Marco Spadoni, di Tenuta Saiano, esempio di filiera corta agroalimentare nella zona di Rimini, punta molto sul Rambèla, “vitigno che stiamo ancora studiando”. Mentre alla valorizzazione del Trebbiano guarda, tra l’altro, Fondo San Giuseppe nato nel 2008 a Brisighella, come assicura il sommelier Vitaliano Marchi. Dunque, come osserva Hermes Rusticali, di Tenute Uccellina, azienda di Russi (Ravenna), che ha sempre creduto nelle potenzialità delle uve tradizionali di Romagna, “il territorio può essere comunicato attraverso questi vini, alcuni anche di nicchia, ancora poco conosciuti ma che negli ultimi anni hanno cominciato a essere recepiti e richiesti dal pubblico”. Mauro Sirri, dell’azienda di famiglia Celli a Bertinoro, afferma che “il mercato sta rispondendo in modo interessante, anche quello internazionale, e speriamo che sia un successo per la Romagna intera”.

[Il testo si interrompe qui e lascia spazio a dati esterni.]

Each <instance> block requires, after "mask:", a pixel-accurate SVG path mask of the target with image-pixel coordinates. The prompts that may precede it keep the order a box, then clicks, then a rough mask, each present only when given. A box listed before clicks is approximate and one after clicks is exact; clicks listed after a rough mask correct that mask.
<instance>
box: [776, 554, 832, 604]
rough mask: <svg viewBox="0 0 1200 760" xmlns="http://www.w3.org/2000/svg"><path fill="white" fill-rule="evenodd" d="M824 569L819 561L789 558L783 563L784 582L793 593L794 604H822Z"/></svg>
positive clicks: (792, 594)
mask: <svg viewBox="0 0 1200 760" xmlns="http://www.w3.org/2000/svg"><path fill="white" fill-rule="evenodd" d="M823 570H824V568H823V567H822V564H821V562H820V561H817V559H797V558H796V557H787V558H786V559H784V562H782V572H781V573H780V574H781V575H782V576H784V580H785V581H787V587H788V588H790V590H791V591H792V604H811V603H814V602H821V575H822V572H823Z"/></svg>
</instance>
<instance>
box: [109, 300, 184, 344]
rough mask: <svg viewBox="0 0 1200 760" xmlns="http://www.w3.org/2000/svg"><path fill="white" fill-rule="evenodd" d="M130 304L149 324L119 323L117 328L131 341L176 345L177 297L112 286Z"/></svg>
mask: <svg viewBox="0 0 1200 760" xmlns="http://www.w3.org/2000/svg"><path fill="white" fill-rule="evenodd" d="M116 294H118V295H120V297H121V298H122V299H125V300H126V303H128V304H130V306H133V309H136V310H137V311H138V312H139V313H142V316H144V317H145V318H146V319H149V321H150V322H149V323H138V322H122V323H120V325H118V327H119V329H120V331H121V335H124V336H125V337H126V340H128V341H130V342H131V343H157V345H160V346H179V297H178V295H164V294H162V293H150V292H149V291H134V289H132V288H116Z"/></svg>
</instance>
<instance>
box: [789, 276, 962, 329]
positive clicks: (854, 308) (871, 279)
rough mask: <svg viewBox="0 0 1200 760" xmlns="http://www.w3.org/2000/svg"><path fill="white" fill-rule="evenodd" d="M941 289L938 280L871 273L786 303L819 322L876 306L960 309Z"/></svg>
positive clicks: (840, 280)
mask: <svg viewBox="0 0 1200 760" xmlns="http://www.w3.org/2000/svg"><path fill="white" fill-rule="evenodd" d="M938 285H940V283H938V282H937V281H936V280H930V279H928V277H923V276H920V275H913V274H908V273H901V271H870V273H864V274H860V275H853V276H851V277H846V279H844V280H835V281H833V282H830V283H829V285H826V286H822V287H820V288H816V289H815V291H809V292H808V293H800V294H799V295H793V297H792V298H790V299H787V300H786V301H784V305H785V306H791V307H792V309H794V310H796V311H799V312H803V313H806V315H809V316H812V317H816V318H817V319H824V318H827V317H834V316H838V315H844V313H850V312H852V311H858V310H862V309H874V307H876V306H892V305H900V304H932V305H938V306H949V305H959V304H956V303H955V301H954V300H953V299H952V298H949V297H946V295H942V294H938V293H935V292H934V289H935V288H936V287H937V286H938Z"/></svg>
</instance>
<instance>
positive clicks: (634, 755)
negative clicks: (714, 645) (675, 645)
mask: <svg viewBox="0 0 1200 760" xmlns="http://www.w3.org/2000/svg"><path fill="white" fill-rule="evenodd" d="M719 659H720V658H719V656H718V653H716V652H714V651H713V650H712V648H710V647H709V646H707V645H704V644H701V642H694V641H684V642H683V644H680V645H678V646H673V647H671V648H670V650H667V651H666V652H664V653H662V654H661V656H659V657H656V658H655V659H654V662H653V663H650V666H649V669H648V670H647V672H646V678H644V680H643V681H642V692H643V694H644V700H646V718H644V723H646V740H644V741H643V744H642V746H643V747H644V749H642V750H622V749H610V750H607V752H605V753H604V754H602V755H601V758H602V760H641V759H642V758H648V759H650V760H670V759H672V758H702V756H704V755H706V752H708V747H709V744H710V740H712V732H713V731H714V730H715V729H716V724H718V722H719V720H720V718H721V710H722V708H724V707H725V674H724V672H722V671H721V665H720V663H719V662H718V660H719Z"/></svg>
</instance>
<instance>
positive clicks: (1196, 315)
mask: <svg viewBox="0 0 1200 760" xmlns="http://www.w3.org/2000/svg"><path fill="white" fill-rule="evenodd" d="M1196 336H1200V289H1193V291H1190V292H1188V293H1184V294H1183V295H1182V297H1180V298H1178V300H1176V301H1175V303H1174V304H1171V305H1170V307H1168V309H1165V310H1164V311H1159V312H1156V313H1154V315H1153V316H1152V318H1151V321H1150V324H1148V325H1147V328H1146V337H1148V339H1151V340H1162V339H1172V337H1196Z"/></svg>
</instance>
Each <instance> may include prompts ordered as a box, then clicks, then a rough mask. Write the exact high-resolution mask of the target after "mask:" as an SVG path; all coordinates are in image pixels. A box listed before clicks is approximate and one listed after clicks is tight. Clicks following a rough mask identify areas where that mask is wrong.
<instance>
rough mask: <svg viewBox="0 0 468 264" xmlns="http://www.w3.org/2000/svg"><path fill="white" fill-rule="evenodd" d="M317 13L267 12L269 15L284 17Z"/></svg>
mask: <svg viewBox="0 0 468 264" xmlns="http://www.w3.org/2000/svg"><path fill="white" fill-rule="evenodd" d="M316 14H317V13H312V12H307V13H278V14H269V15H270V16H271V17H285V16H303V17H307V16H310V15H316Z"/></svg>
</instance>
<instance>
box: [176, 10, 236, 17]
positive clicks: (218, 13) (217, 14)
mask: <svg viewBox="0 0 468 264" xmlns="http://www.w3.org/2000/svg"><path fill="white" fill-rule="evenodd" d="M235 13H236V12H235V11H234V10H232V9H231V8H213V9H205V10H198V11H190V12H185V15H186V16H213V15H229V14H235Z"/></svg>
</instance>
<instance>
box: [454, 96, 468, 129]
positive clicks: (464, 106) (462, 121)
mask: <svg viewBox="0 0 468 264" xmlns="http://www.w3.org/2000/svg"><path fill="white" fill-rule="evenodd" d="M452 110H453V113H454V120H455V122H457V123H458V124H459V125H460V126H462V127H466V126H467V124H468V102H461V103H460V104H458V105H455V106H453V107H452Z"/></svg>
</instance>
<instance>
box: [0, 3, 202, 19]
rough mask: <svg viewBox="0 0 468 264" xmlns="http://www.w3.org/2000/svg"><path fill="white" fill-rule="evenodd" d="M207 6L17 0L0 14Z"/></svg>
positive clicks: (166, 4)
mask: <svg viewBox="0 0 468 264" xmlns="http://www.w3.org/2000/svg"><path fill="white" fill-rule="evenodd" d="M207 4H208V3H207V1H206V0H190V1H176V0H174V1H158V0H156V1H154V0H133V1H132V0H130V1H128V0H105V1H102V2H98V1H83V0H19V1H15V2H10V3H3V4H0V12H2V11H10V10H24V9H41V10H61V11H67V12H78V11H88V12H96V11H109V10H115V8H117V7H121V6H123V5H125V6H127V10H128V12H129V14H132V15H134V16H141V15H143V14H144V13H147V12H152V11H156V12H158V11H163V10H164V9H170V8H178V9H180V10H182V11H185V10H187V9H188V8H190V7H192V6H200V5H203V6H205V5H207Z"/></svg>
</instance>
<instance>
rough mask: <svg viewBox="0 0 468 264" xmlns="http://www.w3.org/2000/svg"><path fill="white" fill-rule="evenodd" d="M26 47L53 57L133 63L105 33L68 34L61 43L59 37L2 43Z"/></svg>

E nell’anno del Covid anche i produttori romagnoli hanno risentito della crisi che ha colpito il comparto con il blocco dell’horeca. “Quest’anno ci è servito comunque per crescere, per portare avanti progetti, abbiamo creato nuove cuvée”, dice Annalisa Linguerri della Fattoria Monticino Rosso di Imola, fra le prime a sperimentare nuove tecniche per l’Albana e a credere in questo vitigno frutto della Romagna. Un anno difficile anche per Randi, azienda agricola nata a Fusignano (Ra) a fine ‘800. “Abbiamo cercato di rimanere attivi e vicini ai nostri clienti lavorando molto sulla comunicazione”, racconta Massimo Randi. E tra i progetti da portare avanti anche quello dell’ospitalità: “Abbiamo creato una sala per l’accoglienza – prosegue – proprio per raccontare il territorio e speriamo di spingere sempre di più l’enoturismo; puntiamo da sempre sugli autoctoni e siamo convinti che sia la strada giusta”.
I produttori romagnoli, infatti, stanno pensando sempre di più ad attrezzarsi per l’accoglienza in vista di uno sviluppo in chiave enoturistica del territorio. E’ il caso di Tenute d’Italia, rete d’impresa nata 13 anni fa che riunisce alcune aziende agricole dell’Imolese che fanno riferimento a un’unica commerciale, la Morini. Come afferma il responsabile enologo e socio, Luca Garelli, “crediamo molto nell’enoturismo, stiamo facendo investimenti per adeguare le strutture per l’ospitalità; abbiamo anche creato una startup proprio per far meglio conoscere il prodotto e il territorio e offrire un’esperienza al turista”. Uno spirito sposato in pieno da Tenuta Masselina di Castelbolognese (Ra), come sottolinea Elena Piva: “Stiamo sviluppando un modello di accoglienza che per noi è una sfida, quella di portare i turisti anche in collina come meta perché ne vale la pena e per questo cerchiamo di fare sistema con gli altri produttori”. E a dare valore a questo progetto di marketing territoriale anche la collaborazione con i ceramisti faentini, la cui arte rivive nelle anfore di argilla e nelle etichette dell’azienda, a raccontare ancora una volta una Romagna inedita.